Monitoring the loss function is essential during the training process and during training epochs in order to obtain training accuracy, and it is one of the biggest mistakes to go through the entire training procedure without monitoring it.

This step is usually done after we have already wrote the function and trained it for the neural network. There are five low level components in a neural network. These are the dataset into train, the network architecture, training, loss validation and visualization, and finally inference.

As an example of monitoring loss functions, we will look at the fashionMNIST image classification task. FashionMNIST is a dataset of image classifications that consists of a training set of 60,000 examples and a test set of 10,000 examples. Each example is a 28×28 grayscale image, associated with a label from 10 classes.

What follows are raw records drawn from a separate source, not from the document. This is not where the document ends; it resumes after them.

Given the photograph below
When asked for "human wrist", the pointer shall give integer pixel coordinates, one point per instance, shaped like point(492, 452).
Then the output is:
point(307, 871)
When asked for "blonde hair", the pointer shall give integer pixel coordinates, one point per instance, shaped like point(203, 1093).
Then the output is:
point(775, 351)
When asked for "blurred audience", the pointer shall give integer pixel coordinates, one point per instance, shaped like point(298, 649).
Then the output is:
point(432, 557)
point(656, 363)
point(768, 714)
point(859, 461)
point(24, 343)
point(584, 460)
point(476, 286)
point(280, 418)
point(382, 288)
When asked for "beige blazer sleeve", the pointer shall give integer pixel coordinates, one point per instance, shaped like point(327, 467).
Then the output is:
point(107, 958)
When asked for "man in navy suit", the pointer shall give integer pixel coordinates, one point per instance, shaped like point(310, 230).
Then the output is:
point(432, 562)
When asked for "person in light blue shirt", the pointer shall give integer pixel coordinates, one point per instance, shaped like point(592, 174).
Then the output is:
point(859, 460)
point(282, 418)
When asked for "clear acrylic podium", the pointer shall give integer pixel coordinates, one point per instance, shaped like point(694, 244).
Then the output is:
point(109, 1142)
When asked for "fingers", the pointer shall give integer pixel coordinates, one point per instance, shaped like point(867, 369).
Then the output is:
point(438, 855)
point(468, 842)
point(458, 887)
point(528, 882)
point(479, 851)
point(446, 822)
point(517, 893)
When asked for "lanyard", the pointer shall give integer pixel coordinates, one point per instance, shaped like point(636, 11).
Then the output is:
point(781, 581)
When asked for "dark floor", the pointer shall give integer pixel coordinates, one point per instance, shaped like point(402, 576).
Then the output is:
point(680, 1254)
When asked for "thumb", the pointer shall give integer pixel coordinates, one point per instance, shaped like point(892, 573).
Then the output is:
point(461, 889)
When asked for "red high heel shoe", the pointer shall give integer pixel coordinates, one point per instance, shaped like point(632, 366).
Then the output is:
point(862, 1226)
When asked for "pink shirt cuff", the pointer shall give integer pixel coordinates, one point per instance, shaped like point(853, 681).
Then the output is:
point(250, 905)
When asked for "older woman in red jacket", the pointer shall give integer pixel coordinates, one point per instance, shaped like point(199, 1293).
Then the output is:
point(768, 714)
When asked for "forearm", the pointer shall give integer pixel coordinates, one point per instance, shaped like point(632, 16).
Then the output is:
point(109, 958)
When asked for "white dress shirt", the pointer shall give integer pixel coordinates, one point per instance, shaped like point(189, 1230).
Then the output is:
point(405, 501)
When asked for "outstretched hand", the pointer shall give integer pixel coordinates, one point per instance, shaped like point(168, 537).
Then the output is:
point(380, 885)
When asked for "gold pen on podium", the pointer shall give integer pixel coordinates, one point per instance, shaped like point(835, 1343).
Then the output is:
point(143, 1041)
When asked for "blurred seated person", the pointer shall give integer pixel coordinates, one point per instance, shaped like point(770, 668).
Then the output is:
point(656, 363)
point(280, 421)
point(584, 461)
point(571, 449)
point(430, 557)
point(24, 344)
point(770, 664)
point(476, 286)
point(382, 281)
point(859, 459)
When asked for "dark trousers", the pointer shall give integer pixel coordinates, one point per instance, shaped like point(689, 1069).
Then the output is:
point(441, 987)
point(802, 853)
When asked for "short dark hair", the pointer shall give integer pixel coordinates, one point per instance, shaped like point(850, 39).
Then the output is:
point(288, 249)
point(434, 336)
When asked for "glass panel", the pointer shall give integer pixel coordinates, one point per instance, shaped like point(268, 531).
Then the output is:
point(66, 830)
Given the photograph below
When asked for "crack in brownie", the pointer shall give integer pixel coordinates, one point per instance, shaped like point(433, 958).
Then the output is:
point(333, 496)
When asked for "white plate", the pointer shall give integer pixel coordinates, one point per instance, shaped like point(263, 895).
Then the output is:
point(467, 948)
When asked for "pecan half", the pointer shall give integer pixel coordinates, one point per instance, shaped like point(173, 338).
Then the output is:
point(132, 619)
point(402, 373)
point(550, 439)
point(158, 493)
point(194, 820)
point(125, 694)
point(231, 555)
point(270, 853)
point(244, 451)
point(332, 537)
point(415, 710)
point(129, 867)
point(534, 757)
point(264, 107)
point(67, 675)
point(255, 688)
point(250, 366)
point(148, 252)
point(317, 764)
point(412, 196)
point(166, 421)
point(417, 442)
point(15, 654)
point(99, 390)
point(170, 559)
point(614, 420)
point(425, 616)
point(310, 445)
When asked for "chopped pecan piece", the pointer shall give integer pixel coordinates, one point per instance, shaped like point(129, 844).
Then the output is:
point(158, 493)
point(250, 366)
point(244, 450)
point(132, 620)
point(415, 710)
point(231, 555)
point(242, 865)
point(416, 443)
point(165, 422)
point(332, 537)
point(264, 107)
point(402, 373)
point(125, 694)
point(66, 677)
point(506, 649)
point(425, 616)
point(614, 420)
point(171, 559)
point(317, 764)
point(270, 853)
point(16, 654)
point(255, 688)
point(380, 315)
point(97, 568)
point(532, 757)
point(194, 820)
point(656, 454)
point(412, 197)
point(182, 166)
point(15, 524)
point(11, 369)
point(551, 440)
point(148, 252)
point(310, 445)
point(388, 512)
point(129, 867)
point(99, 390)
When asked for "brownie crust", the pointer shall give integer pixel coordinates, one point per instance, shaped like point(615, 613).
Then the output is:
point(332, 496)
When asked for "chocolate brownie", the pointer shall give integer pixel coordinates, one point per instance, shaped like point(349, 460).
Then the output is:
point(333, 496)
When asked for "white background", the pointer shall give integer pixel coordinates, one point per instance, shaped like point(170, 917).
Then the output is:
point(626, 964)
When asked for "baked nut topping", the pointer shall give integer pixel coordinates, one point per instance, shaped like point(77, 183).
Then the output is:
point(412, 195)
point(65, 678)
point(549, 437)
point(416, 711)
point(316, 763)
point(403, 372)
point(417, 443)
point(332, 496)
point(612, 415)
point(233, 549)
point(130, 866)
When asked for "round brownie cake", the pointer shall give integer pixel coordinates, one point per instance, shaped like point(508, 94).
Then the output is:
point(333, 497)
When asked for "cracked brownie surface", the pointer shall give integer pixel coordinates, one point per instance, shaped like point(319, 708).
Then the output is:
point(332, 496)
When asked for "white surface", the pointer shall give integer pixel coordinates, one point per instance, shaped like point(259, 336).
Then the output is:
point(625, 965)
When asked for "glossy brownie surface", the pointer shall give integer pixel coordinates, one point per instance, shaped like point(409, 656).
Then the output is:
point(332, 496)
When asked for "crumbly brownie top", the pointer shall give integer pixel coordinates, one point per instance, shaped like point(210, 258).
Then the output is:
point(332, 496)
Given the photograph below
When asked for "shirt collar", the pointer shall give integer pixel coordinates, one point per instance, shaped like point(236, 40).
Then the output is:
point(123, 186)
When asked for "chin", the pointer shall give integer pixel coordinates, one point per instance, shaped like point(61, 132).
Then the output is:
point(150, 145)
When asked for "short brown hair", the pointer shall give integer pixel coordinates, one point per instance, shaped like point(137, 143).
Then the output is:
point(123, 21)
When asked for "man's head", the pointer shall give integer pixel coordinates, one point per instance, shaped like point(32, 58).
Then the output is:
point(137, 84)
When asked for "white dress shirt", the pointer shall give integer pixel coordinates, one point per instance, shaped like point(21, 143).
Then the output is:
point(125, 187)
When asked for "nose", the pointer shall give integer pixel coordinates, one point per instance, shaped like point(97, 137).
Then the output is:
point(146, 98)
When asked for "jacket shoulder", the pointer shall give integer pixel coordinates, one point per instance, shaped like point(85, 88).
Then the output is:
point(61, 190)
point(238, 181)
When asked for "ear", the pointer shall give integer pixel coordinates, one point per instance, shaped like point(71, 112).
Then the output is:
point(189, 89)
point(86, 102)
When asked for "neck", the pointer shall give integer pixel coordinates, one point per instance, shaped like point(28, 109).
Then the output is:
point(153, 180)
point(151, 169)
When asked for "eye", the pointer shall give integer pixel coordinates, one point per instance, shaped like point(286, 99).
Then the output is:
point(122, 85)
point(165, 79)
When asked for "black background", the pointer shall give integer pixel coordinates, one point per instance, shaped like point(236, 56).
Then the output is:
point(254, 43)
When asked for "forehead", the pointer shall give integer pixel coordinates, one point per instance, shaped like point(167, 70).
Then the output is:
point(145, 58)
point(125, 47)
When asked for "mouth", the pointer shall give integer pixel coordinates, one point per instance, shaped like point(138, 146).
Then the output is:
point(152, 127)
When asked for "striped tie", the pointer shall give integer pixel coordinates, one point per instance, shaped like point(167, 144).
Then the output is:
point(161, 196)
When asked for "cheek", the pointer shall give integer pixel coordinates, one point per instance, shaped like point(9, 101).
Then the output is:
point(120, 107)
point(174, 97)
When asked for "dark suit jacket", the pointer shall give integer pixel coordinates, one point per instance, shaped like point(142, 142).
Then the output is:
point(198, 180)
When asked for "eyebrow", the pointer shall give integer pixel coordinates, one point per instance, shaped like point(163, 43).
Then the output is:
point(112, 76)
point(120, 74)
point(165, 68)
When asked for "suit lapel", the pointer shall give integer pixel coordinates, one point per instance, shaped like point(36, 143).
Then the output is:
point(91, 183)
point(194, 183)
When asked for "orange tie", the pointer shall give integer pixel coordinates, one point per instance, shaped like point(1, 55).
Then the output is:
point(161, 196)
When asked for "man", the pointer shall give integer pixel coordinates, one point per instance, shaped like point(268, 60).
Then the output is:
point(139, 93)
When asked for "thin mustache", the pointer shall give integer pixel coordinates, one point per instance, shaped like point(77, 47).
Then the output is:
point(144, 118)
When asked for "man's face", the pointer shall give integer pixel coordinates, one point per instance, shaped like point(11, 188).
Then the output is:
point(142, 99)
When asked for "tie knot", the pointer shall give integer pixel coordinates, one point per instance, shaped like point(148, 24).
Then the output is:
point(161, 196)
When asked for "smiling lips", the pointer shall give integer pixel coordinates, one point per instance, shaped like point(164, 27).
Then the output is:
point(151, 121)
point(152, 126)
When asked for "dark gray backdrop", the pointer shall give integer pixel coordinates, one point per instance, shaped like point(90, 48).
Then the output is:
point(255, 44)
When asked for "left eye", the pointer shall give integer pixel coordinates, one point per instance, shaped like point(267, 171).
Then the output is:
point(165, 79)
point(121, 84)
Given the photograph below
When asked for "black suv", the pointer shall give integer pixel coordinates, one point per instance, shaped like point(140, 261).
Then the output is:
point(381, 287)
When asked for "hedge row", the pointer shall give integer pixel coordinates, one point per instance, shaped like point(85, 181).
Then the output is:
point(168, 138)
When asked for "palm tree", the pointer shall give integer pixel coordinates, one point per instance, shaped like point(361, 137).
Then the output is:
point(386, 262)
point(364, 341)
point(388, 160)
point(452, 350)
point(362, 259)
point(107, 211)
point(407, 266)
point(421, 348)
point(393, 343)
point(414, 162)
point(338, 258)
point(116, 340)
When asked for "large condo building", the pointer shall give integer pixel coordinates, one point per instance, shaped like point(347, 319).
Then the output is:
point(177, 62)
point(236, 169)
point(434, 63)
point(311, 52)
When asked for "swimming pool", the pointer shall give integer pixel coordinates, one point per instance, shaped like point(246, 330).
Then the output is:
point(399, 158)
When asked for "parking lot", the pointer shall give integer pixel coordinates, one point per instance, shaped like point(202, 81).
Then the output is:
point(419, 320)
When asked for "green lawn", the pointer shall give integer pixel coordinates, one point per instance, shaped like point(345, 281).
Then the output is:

The two loss functions that we will monitor are train loss and validation loss. Train loss checks how much the model has learned from the training data, while validation loss will check if the model is overfitting or underfitting, these are two of the biggest and most common mistakes that machine learning models fall into.

The training loss should be lower than the validation loss when monitoring the outputs. We monitor these two values by graphing them, during the image classification process. The full code can be seen here

Also Read: Introduction to Long Short Term Memory (LSTM)

Conclusion

Throughout the article we explored various different types of loss functions that can train neural network architectures. With the wide array of loss functions available, it can sometimes be difficult to choose the right function for a particular problem. It can be a pretty common mistake to choose the wrong type of loss function for a problem. We hope this article helps serve as a guide of when to use certain loss functions. Thank you for reading this article.